Nov. 5 (NBD) – Chinese League of Legends (LOL) club Invictus Gaming won the 2018 League of Legends World Championship on Saturday by taking a clean 3-0 sweep over its counterpart Fnatic.
It is noticeable that Invictus Gaming is the first LPL club to win the world championship in 8 years. LPL, LOL Pro League, often refers to LOL competition in mainland China. The unprecedented triumph attracted much public attention to the e-sports industry.
The industry has gained great momentum in recent years. According to Gamma Data, the market of e-sports sector reached 77 billion yuan (11.2 billion U.S. dollars) in 2017 and is expected to exceed 88 billion yuan (12.8 billion U.S. dollars) this year.

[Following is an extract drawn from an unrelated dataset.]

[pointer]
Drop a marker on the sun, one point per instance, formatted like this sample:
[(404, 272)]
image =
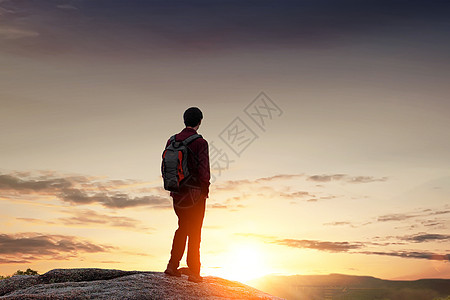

In addition to participating in game competitions, stakeholders in the industry began to explore other ways to make profits. For example, domestic e-sports clubs such as RNG, LGD, and OMG launched feature professional leagues in Beijing, Hangzhou, and Chengdu, so as to create new opportunities for interactions between brands and customers as well as for offline derivative transactions.
In industry insiders' view, the formation of such e-sports eco-system is closely related to highly-frequent interactions between e-sports itself and game players and audiences. As an amateur player of Multiplayer Online Battle Arena (MOBA) games told NBD, MOBA games naturally enjoy an advantage in player base and are more likely to generate added value for investors in the sector.
According to the China Internet Network Information Center, as of the end of 2017, there were 442 million game players in China, accounting for 57.2 percent of China's netizens.
Against such background, the e-sports industry is attracting more and more capital inflows. Statistics from Cyanhill Capital shows in the past year and a half, the e-sports domain saw 36 financing rounds with the investments totaling around 8 billion yuan (1.2 billion U.S. dollars).
In January this year, real-estate giant Greenland's financial arm announced the plan to make a strategic investment of 60 million yuan (8.7 million U.S. dollars) into e-sports scenario operator Amazing Center and obtain a 50 percent stakes in the latter.
Data provider Wind reveals there are now 15 stocks related to e-sports in the A-share market. Although most of the companies come from the social media sector, yet players in other domains are also eyeing a slice of the cake.
While enterprises became increasingly enthusiastic about e-sports, Chinese authorities have also seen the opportunities. After the National Development and Reform Commission voiced its support for e-sports events and the Ministry of Education included the e-sports major into the higher education system, local governments also initiated corresponding infrastructure.
A source with government-led fund told NBD e-sports boasts huge potentials in the cultural and creative industry and will create game-related investment opportunities. With promising prospects, the e-sports industry will draw greater venture capital inflows in the future, the source added.